Certo, a pesare oggi resta un decreto del Ministero pubblico, ma non solo. L’imprenditore ha, pure lui, portato alle istanze superiori una richiesta di ricusa (‘archiviata’ dall’autorità locale); e il Consiglio di Stato il marzo scorso gli ha dato ragione. Un verdetto che, di botto, ha trasformato una faccenda privata – anche se al centro di una denuncia – in un ‘affaire’ pubblico. Insomma, quando sul tavolo dell’esecutivo arriverà un incarto che evoca Giordano Cadei, ci si dovrà ragionare su: non ci si potrà più permettere di sorvolare sulle implicazioni del caso. Nodo gordiano, la carica rivestita dall’esponente di ‘Stabio C’è’, capodicastero Edilizia pubblica e privata, pianificazione e strade.

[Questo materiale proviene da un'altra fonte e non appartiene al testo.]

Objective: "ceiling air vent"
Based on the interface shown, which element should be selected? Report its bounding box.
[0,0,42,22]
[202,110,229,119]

«Viste le ultime decisioni – ci confermano dal Palazzo civico –, il Municipio dovrà valutare caso per caso le richieste o le domande di costruzione che fanno riferimento all’imprenditore». Del resto, la Loc, la Legge organica comunale, parla chiaro e vale per tutti (i municipali). E allo stesso modo è limpido l’articolo 50 della Legge sulla procedura amministrativa (LPAmm) sui motivi di una ricusa. Se le persone “possono avere una prevenzione nella causa, segnatamente in seguito a rapporti di stretta amicizia o di personale inimicizia con una parte o con il suo patrocinatore” devono lasciare la sala prima che la decisione in merito venga presa. Difficile negare che tra la municipale e l’imprenditore non vi sia dell’astio (sfociato, come riferisce lo stesso Cantone, in una procedura penale). Così, il governo ha riconsegnato gli atti all’esecutivo, affinché, preso atto degli ultimi accadimenti (anche sul fronte penale) e dei dossier pendenti, riconsideri il tutto, “valutando – ribadisce il Consiglio di Stato – caso per caso secondo le indicazioni dottrinali e giurisprudenziali” l’applicazione delle norme e, in particolare, del fatidico (è il caso di dire) articolo 50 della LPAmm.